Chronique

Jean-Marie Machado Danzas & André Minvielle

La fête à Boby

Jean-Marie Machado (p), André Minvielle (voc), Jean-Charles Richard (saxes), Georgui Kornazov (tb), Joce Mienniel (fl), François Thuillier (tu), Didier Ithursarry (acc), François Merville (dms, perc), Jean-Marc Quillet (vib, perc, voc)

Label / Distribution : Bee Jazz

Quarante ans après la mort de Boby Lapointe, nombreux sont ceux qui considèrent ce poète lunaire comme un chanteur de centre aéré. Sa carrière fulgurante, qui ne nous a laissé qu’une cinquantaine de chansons loufoques, charrie pourtant son lot d’imaginaire dans le courant heurté des calembours et des allitérations. Pour lui rendre hommage, l’estimer enfin à sa juste valeur, il fallait un arrangeur capable de traduire à la fois la rythmique tortueuse de ses poésies faussement naïves et les fanfares efflanquées qui l’accompagnaient…

Après une Fiesta Nocturna qui baladait son allégresse sur les rives de la Méditerranée, c’est pour évoquer l’enfant de Pézenas que Jean-Marie Machado retrouve donc son ensemble Danzas. A ses côtés, point de guitare, fût-elle sommaire, mais des fidèles tel le batteur François Merville. Côté voix, c’est André Minvielle qui est invité à enfoncer le clou. Dès les premières syllabes de « Ta Katie t’a quitté » se révèle l’absolue précision rythmique du chanteur. Minvielle accélère et syncope le texte, joue avec comme un scat devenu signifiant. Sur le très beau « Papalà », il convoque même l’esprit de Boby dans un texte au groove insolent. Pour lui répondre, le tuba de François Thuillier, léger comme l’air dans « L’Hélicon », est l’allié idéal des contrechants goguenards du tromboniste Georgui Kornazov, de loin le plus en vue dans cet album.

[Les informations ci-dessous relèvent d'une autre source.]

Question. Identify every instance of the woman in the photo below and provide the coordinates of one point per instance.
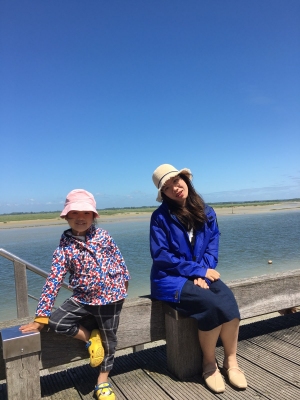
(184, 242)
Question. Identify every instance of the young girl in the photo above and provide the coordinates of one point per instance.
(184, 242)
(99, 279)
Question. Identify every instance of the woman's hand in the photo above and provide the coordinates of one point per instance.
(32, 326)
(201, 282)
(212, 275)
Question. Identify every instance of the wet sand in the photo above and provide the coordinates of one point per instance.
(134, 216)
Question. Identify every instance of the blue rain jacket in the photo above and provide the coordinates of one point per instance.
(174, 259)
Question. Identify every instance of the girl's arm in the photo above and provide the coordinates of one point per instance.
(118, 258)
(52, 285)
(49, 292)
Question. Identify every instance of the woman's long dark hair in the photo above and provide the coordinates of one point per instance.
(192, 215)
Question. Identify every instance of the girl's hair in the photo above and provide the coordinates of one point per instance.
(192, 215)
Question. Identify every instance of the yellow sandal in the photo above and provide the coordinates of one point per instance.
(103, 391)
(95, 348)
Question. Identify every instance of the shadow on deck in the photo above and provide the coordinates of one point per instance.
(269, 352)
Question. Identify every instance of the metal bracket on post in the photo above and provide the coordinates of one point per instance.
(21, 354)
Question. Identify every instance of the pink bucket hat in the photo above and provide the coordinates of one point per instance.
(79, 200)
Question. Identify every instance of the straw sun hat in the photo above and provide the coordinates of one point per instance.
(163, 173)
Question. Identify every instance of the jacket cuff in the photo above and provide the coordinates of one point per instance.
(42, 320)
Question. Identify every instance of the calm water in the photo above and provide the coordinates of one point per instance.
(247, 243)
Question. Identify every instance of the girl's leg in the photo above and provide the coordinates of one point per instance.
(108, 317)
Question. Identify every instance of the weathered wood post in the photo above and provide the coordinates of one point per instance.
(21, 354)
(184, 355)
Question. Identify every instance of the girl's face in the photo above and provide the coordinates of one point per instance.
(176, 189)
(80, 221)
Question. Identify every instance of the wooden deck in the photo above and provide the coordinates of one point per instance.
(269, 352)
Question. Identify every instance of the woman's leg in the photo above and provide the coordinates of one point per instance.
(229, 336)
(208, 341)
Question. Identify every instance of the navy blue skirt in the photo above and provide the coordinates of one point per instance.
(210, 307)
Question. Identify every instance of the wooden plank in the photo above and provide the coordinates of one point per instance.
(21, 289)
(59, 385)
(193, 388)
(273, 375)
(22, 376)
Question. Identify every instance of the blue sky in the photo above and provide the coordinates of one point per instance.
(96, 94)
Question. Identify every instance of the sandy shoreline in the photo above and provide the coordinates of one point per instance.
(134, 216)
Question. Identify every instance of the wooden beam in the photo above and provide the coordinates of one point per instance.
(21, 289)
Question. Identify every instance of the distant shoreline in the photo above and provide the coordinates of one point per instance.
(139, 216)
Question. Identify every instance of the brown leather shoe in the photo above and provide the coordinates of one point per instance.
(214, 382)
(236, 379)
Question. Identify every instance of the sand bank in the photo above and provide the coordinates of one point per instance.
(140, 216)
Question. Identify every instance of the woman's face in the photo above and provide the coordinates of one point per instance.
(176, 189)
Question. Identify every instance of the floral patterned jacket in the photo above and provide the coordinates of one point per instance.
(97, 271)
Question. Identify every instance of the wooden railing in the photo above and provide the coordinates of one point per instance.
(144, 320)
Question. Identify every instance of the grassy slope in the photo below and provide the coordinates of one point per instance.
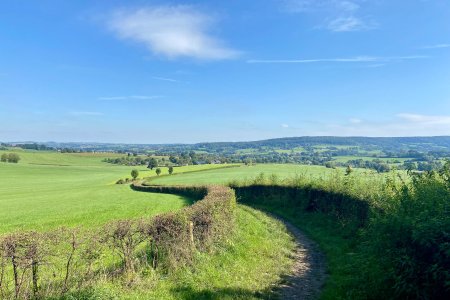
(241, 173)
(248, 266)
(50, 189)
(223, 176)
(337, 245)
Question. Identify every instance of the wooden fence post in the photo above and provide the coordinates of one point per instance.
(191, 232)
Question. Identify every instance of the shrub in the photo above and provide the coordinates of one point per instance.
(134, 174)
(57, 263)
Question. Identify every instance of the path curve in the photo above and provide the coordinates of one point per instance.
(308, 273)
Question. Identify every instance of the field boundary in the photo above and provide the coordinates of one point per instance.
(50, 264)
(147, 180)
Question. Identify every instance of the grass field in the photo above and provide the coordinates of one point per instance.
(49, 189)
(243, 268)
(223, 176)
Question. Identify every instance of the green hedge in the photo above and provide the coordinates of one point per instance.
(400, 235)
(343, 207)
(50, 264)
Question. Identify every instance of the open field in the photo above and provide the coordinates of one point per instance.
(46, 196)
(243, 268)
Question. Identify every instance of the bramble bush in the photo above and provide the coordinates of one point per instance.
(36, 265)
(400, 226)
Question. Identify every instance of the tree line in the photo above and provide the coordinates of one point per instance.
(10, 157)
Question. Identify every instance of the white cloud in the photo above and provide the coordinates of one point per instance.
(132, 97)
(350, 23)
(85, 113)
(437, 46)
(171, 31)
(336, 15)
(356, 59)
(402, 124)
(164, 79)
(425, 119)
(355, 120)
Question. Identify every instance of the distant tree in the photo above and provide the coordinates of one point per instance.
(153, 163)
(348, 171)
(13, 158)
(134, 173)
(173, 159)
(330, 164)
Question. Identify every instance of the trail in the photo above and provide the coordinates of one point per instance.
(309, 270)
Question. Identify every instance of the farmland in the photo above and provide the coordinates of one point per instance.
(46, 190)
(49, 189)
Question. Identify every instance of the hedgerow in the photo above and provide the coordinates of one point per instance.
(399, 229)
(36, 265)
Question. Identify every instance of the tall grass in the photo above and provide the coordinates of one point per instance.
(386, 238)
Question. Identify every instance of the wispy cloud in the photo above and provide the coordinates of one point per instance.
(401, 124)
(425, 119)
(356, 59)
(334, 15)
(133, 97)
(164, 79)
(355, 120)
(85, 113)
(349, 23)
(437, 46)
(171, 31)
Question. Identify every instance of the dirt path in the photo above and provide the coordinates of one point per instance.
(309, 270)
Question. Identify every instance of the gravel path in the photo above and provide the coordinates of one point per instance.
(309, 270)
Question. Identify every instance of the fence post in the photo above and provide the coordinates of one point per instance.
(191, 232)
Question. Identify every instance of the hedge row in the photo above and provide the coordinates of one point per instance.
(343, 207)
(399, 231)
(35, 265)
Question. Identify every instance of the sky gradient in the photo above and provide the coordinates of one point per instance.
(197, 71)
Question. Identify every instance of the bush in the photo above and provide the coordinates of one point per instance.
(411, 240)
(60, 262)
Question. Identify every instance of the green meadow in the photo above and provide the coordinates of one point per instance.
(50, 189)
(243, 173)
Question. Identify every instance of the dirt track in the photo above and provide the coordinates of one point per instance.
(309, 270)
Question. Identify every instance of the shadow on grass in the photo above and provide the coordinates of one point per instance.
(188, 293)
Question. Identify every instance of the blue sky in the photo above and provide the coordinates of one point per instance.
(191, 71)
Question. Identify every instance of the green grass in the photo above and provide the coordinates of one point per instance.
(224, 176)
(368, 158)
(71, 190)
(247, 266)
(339, 248)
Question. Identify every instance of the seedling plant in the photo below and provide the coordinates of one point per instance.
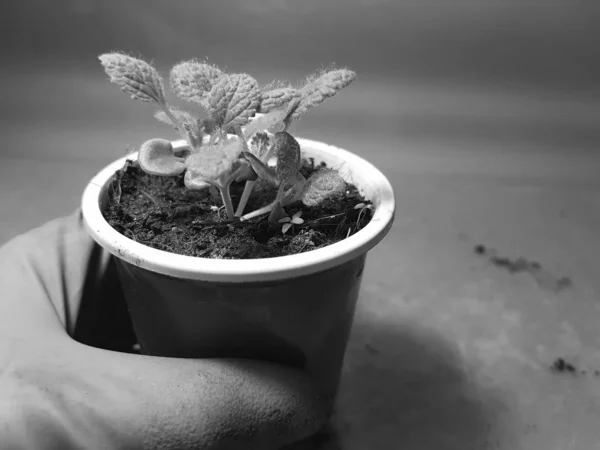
(242, 137)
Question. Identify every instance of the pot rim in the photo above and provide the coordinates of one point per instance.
(244, 270)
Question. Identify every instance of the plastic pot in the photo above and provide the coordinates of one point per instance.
(295, 310)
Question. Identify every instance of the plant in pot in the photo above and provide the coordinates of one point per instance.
(238, 240)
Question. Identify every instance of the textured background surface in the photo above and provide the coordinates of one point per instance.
(484, 115)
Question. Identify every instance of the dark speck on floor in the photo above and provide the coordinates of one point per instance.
(561, 366)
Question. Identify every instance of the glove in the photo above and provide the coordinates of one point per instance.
(66, 381)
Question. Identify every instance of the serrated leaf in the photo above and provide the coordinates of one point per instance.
(135, 77)
(214, 162)
(267, 121)
(156, 158)
(276, 98)
(287, 151)
(233, 100)
(324, 184)
(322, 87)
(193, 80)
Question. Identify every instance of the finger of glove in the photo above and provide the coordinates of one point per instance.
(59, 264)
(38, 288)
(116, 398)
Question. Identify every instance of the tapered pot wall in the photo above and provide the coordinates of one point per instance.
(303, 321)
(295, 309)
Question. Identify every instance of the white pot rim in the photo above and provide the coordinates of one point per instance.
(247, 270)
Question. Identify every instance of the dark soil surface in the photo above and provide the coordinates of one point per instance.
(161, 213)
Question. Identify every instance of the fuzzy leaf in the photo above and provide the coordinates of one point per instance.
(324, 184)
(193, 80)
(213, 163)
(135, 77)
(261, 169)
(322, 87)
(287, 151)
(259, 146)
(276, 98)
(233, 100)
(156, 158)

La fête à Boby est une visite dans l’univers de Boby Lapointe qui cherche à percer le mystère de ce touche à tout foutraque, mathématicien méconnu et scaphandrier clandestin. Sur un morceau comme « Aubade à Lydie en Do », certainement l’un de ses textes les plus funambulesques, tout le talent de Machado consiste à conserver l’atmosphère simple de la chanson d’origine tout en laissant le champ libre au dialogue entre Minvielle et Jean-Charles Richard, dont le jeu est toujours aussi limpide. C’est « La fête à Boby », au milieu de l’album, qui dévoile le propos du pianiste : dans un florilège instrumental des morceaux emblématiques du chanteur, il mêle aux mélodies les vives couleurs de la musique populaire, telles les tarentelles de Joce Mienniel dans « Marcelle », ou le glissement imperceptible qui nous conduit vers l’univers de Tati lorsque le vibraphone de Jean-Marc Quillet apparaît au cœur de « Framboise ».

Il y aura deux façons d’aborder La fête à Boby. Quelques esprits chagrins regretteront une certaine tendance du jazz français (relire la chanson française « du patrimoine » pour s’attirer un public plus large). Les autres écouteront l’album. Aux premiers, nous conseillerons l’écoute attentive du très sensible « Petit homme qui vivait d’espoir ». A moins d’être de la caste de l’ami Zantrop, il fera apprécier cet album amusant qui réussit le tour de force de passer l’écueil du disque-à-musée. Comprend qui peut.